The issue of abortion access is seen as a way to improve President Biden’s shaky re-election prospects as he trails in the polls about 39 percent approval.

The Biden administration’s latest major attack on abortion bans in red states is largely seen as a political move to boost lagging support in his party.

The map above assigns each state, territory, and the District of Columbia to one of five categories: Expanded Access, Protected, Unprotected, Hostile, and Illegal.  Most restrictions and total bans.  Abortion is protected by state law in 21 states and the District of Columbia and is at risk of being severely restricted or banned in twenty-six states and three territories

The map above assigns each state, territory, and the District of Columbia to one of five categories: Expanded Access, Protected, Unprotected, Hostile, and Illegal. Most restrictions and total bans.
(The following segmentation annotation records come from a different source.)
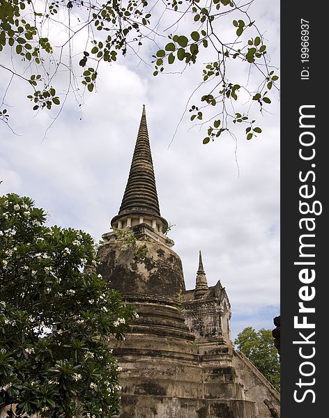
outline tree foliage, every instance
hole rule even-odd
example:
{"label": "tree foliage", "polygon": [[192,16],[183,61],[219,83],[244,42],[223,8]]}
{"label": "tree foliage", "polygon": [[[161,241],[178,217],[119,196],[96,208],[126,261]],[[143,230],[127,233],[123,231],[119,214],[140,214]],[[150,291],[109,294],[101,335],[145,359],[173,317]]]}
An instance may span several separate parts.
{"label": "tree foliage", "polygon": [[93,272],[93,238],[45,221],[29,198],[0,198],[0,410],[112,417],[120,368],[107,342],[137,316]]}
{"label": "tree foliage", "polygon": [[234,341],[259,371],[280,391],[280,365],[270,330],[256,332],[252,327],[245,328]]}
{"label": "tree foliage", "polygon": [[[115,62],[128,52],[140,56],[143,45],[147,54],[153,52],[145,60],[154,65],[154,76],[171,67],[183,72],[201,60],[204,69],[194,91],[201,96],[189,111],[191,121],[206,129],[204,144],[230,132],[236,123],[245,125],[249,140],[261,132],[251,108],[262,112],[270,104],[279,78],[248,13],[254,1],[0,0],[0,53],[11,57],[0,68],[11,75],[10,82],[19,77],[29,84],[27,97],[39,111],[61,108],[68,94],[80,95],[81,87],[94,91],[101,63]],[[161,26],[166,16],[169,28]],[[231,29],[229,38],[222,33],[223,24]],[[242,72],[243,67],[255,82],[234,79],[233,69]],[[63,93],[56,86],[59,73],[67,75]],[[8,123],[5,102],[0,119]]]}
Abortion is protected by state law in 21 states and the District of Columbia and is at risk of being severely restricted or banned in twenty-six states and three territories

President Biden will launch educational campaigns to help patients, doctors and hospital staff better understand the law that guarantees emergency access to abortion in hospitals that receive federal funding, known as the Emergency Medical Treatment and Labor Act (EMTALA).

The Department of Health and Human Services will also remind insurers and state health officials of their legal obligation to cover the costs of Food and Drug Administration-approved abortion medications and contraception prescribed by a doctor under Obamacare.
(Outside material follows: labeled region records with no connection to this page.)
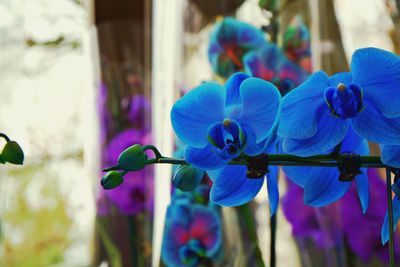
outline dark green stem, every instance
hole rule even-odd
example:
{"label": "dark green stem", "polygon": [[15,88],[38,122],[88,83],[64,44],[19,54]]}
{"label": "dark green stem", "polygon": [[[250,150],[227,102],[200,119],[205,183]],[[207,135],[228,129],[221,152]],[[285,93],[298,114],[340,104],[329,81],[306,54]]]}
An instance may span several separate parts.
{"label": "dark green stem", "polygon": [[6,134],[0,133],[0,137],[3,137],[7,141],[7,143],[10,142],[10,138]]}
{"label": "dark green stem", "polygon": [[255,261],[257,267],[265,267],[264,260],[262,258],[261,250],[258,245],[257,238],[257,227],[254,223],[253,213],[251,211],[250,205],[244,204],[238,207],[239,221],[244,226],[245,233],[248,234],[249,240],[252,243],[252,252],[254,251]]}
{"label": "dark green stem", "polygon": [[[338,166],[339,156],[332,155],[318,155],[312,157],[298,157],[288,154],[270,154],[268,155],[268,160],[265,164],[270,166],[310,166],[310,167],[336,167]],[[187,165],[189,164],[184,159],[175,158],[153,158],[147,160],[147,164],[178,164]],[[248,162],[245,159],[234,159],[228,163],[229,165],[247,165]],[[378,156],[362,156],[361,157],[361,167],[371,167],[371,168],[385,168],[386,166],[382,163],[380,157]]]}
{"label": "dark green stem", "polygon": [[276,266],[276,228],[277,228],[277,213],[271,216],[270,218],[270,259],[269,259],[269,266],[275,267]]}
{"label": "dark green stem", "polygon": [[390,168],[386,168],[386,192],[388,201],[389,216],[389,256],[390,267],[394,267],[394,222],[393,222],[393,203],[392,203],[392,179]]}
Biden will “hear directly from doctors on the front lines of the fallout” from the SCOTUS decision that gave Republican Party-led states the ability to restrict access to abortion.
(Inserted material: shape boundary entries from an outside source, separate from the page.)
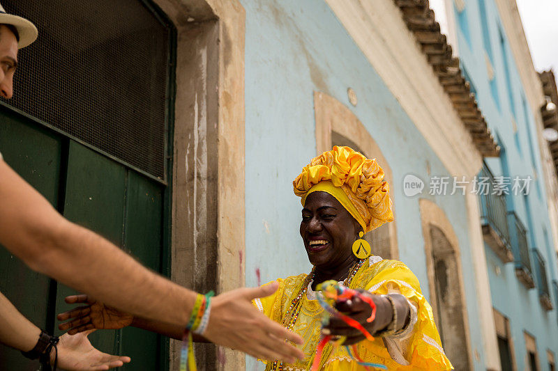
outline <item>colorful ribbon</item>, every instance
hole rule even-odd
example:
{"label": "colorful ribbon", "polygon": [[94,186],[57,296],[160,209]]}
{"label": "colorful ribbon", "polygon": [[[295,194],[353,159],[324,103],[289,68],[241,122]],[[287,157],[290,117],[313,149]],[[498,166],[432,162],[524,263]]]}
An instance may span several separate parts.
{"label": "colorful ribbon", "polygon": [[[376,305],[374,303],[374,301],[371,298],[363,295],[359,291],[346,287],[345,286],[343,286],[340,283],[335,281],[325,281],[318,285],[317,288],[319,291],[322,292],[317,292],[317,297],[319,305],[322,306],[326,312],[335,318],[340,318],[342,319],[343,322],[345,322],[345,323],[349,326],[356,329],[361,331],[368,340],[370,341],[374,340],[374,338],[372,336],[372,335],[364,327],[363,327],[363,326],[359,323],[359,322],[346,315],[344,315],[343,313],[341,313],[335,309],[332,305],[328,302],[328,300],[333,303],[333,301],[336,301],[340,299],[354,300],[354,299],[359,298],[370,306],[372,313],[366,321],[368,322],[371,322],[376,317]],[[326,318],[324,317],[324,320],[322,321],[322,326],[327,324],[329,322],[329,320],[327,320]],[[320,340],[317,347],[316,348],[316,355],[314,357],[314,361],[312,363],[312,368],[310,368],[312,371],[317,371],[318,368],[319,367],[320,361],[322,359],[322,353],[324,352],[324,347],[329,341],[331,341],[332,338],[332,336],[326,335]],[[341,340],[341,342],[345,341],[345,337],[342,338],[342,340]],[[354,358],[355,361],[356,361],[356,363],[362,366],[364,366],[366,370],[370,370],[369,368],[371,367],[384,370],[387,369],[387,368],[384,365],[365,362],[359,356],[359,354],[356,352],[356,345],[353,345],[351,347],[345,346],[345,349],[349,354],[353,358]]]}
After Roe v Wade was thrown out in June 2022, the White House told hospitals and doctors that they must offer abortions in the event of a medical emergency or if the patient’s health or life was at risk, regardless of state law.

But in practice, critics have argued that doctors are reluctant to perform abortions and that they have differing opinions about what constitutes a medical emergency. In most cases, doctors who violate state abortion restrictions face jail time and heavy fines.

Texas can ban emergency abortions, court rules

The White House said ahead of its roundtable with reproductive rights experts: “HHS today announced a comprehensive plan to educate all patients about their rights and ensure hospitals meet their obligations under federal law.

“HHS will also distribute training materials for healthcare providers and establish a dedicated team of experts who will increase the department’s capacity to support hospitals and healthcare providers across the country in meeting federal requirements.”

GOP interpretations of the law have had dangerous consequences.

Mylissa Farmer, 41, was 18 weeks pregnant when her waters broke, putting her at risk of life-threatening complications – but hospitals in her home state of Missouri refused to perform an abortion despite her ‘baby dying inside her’.

She and her husband were forced to go to Missouri and Kansas, but doctors continued to give them a chilling message – despite her baby having no chance of survival and her being at high risk of life-threatening complications, their hands were legally tied and they could do nothing do to help her.

She ended up having an emergency abortion at a clinic in Illinois, where abortion is legal.

At the same time, the legal interpretation of EMTALA is decided by the Supreme Court, which is expected to rule in June.

The case concerns an Idaho law that a federal judge said was too strict in promising to charge doctors with a crime if they performed an emergency abortion to save a woman’s life.

In addition to hosting a roundtable discussion with his reproductive health task force and doctors affected by their states’ abortion bans, Vice President Kamala Harris will launch a multi-state campaign to build support for the administration.

She will start in Wisconsin, where she is expected to rail against Republican legislation to ban abortion after 14 weeks, which the state’s Democratic governor has vowed to veto.

Although the ongoing Republican primaries show that former President Trump effectively clinched the nomination, his hardline stance on abortion rights runs counter to public opinion on the issue.

A November poll by the Nonpartisan Kaiser Family Foundation showed that 58 percent of all voters, regardless of party affiliation, trust Democrats more on abortion rights, compared to 41 percent of all voters who trust Republicans more.

And a opinion research A survey last summer, just days after the one-year anniversary of the fall of Roe, found that 61 percent said reversing the law was a “bad thing,” while 38 percent called it a “good thing.”